In diligence, it may be necessary to anticipate a more forward-looking financial assessment. In traditional due diligence, much of the effort involves evaluating a target’s past business performance and current competitive position. In digital M&A, acquirers need to become more forward looking, possibly through approaches that evaluate the potential success of the business model under different scenarios as well as through a rigorous understanding of the customers and their evolving needs.

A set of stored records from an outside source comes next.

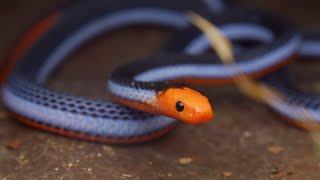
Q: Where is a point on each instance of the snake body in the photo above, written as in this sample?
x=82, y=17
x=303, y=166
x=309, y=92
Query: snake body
x=146, y=84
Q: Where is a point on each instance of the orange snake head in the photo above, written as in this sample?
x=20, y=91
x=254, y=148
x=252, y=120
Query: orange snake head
x=185, y=104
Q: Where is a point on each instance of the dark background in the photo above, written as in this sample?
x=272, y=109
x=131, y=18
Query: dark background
x=245, y=139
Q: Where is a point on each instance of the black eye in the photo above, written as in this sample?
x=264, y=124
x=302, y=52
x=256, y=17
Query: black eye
x=179, y=106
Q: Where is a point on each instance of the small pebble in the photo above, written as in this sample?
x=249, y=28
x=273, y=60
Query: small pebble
x=275, y=149
x=185, y=160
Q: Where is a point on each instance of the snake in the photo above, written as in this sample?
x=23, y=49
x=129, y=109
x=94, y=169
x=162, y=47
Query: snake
x=149, y=94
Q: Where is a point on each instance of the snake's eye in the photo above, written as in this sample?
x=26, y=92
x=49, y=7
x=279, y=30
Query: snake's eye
x=179, y=106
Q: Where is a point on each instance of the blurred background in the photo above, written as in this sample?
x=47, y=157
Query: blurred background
x=245, y=141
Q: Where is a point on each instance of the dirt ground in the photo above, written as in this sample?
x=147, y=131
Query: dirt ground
x=245, y=141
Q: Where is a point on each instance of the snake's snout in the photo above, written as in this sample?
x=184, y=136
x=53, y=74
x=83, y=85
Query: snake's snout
x=186, y=105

Then, there is the matter of financing. Tech assets typically are expensive compared with those in other industries, often selling at discouragingly high multiples. To mitigate the risk linked with the target’s high multiples, acquirers need to evaluate all potential ﬁnancing solutions and consider adapted payment terms such as earn-outs or other deferred payment mechanisms. For many, the right answer will be alternative participation models such as partnerships (with or without equity) and not outright ownership.
Given the high premiums and risk of acquiring tech assets, it is more important than ever to have a clear integration thesis and a clear understanding of the critical few decisions that will make or break the success of the deal. The integration thesis needs to translate the deal thesis into a roadmap of what needs to be integrated (or not integrated), when to integrate, and how to go about the integration.
In technology deals, talent and culture retention are particularly important for deal success. That is why Amazon offered $100 million in stock awards to retain the more than 900 employees of Zoox, the self-driving car start-up it bought last year. The deal was conditional on acceptance of this retention incentive by a majority of employees. Acquirers must avoid the common mistake of forcing the legacy culture, policies, and approaches onto the new acquisition—it is a recipe for talent defection.
Finally, acquirers need to ensure that the operating model for both companies is designed to integrate enough to enable the new asset to add value to the acquirer’s existing business without stifling the acquired company and killing the operating mechanisms that allowed it to be so innovative in the first place.
As technology deal activity maintains its healthy pace, learning to play by new rules will make the difference between those companies that guide the digital future and those that are written out of it.